At last, to demonstrate the applicability of our proposed FedMEC framework, we implement the whole scheme in a demo system on HUAWEI MATE20 PRO and a laptop DELL INSPIRON 15. The mobile device is equipped with ARM Cortex-A76@2.6GHz, ARM Cortex-A76@1.92GHz, and ARM Cortex-A55@1.8GHz, and the laptop is fitted out with Intel Core i5-8250U@ 3.4GHz and AMD Radeon-530 Graphics. For the local training samples, we randomly chose 3000 images from MNIST dataset to investigate the CPU status of the mobile device during the client-side DNN training procedure, where all the images are processed consecutively. Similar to [14], we use TensorFlow to generate a deployable model for our Android system and the experiments results are shown in Fig. 9. Specifically, the CPU temperature increases when our demo system executing because the local training procedure consumes the computation resources of the mobile device. However, it keeps a stable highest temperature values in the interval of 40^∘C-45^∘C, which indicates that our FedMEC scheme has a fully acceptable performance in terms of resource consumption. Besides, the trend of CPU frequency further illustrates that the client-side DNN training process only occupies approximately a little more than half of the CPU frequency. Therefore, it is applicable to implement FedMEC on multiple resource-constraint mobile devices.

Fig. 9

CPU status during client training procedure

6 Conclusion

In order to enable highly efficient federated learning protocol and meanwhile protect users’ training data privacy, we propose FedMEC in the mobile edge computing environment which can achieve both efficiency and privacy in this paper. The designed FedMEC framework splits a complete deep neural network used in the local training procedure into two parts: client-side DNN and edge-side DNN. A large part of heavy computation works is offloaded to the edge and cloud servers, while the mobile devices merely undertake the lightweight feature extraction part, so as to reduce the computation complexity on the mobile edge devices.
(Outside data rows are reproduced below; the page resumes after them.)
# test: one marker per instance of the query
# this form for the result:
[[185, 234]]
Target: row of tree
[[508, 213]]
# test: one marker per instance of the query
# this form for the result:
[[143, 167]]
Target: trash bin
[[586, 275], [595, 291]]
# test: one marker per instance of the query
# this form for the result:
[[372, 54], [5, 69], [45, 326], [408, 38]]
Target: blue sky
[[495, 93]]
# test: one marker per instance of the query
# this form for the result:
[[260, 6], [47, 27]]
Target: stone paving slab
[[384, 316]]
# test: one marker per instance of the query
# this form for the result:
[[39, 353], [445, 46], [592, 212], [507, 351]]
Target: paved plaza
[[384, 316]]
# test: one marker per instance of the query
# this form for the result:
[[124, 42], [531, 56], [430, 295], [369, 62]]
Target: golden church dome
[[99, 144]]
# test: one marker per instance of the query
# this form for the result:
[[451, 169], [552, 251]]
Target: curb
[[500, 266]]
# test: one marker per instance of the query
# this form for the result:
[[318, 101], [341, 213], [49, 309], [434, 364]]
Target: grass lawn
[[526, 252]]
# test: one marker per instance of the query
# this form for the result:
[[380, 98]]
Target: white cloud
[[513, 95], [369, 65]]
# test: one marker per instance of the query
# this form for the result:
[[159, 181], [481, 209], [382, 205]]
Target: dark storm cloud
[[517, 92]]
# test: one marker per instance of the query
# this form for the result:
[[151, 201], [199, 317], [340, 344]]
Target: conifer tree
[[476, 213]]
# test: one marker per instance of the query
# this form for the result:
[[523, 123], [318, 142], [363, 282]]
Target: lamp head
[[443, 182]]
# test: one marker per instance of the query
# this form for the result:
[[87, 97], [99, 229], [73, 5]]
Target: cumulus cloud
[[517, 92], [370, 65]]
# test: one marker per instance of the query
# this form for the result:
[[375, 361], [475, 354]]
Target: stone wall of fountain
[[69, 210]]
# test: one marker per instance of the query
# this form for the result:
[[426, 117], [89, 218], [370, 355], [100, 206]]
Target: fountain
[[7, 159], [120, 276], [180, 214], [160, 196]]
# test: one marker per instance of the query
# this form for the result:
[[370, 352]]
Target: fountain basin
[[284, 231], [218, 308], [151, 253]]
Furthermore, to minimize the client-side privacy leakage during the training phase, we introduce a differentially private data perturbation mechanism to perturb the Laplacian random noises to the client-side features before uploading to the edge server. The extensive experimental results on a benchmark dataset demonstrate that our proposed FedMEC scheme can not only achieve high model accuracy but also providing sufficient privacy guarantees. Finally, we also implement FedMEC on a real Android application system to show its applicability and verify the computation overhead. In regards to our further work, we plan to explore the optimal perturbation strength for the differentially private data perturbation mechanism.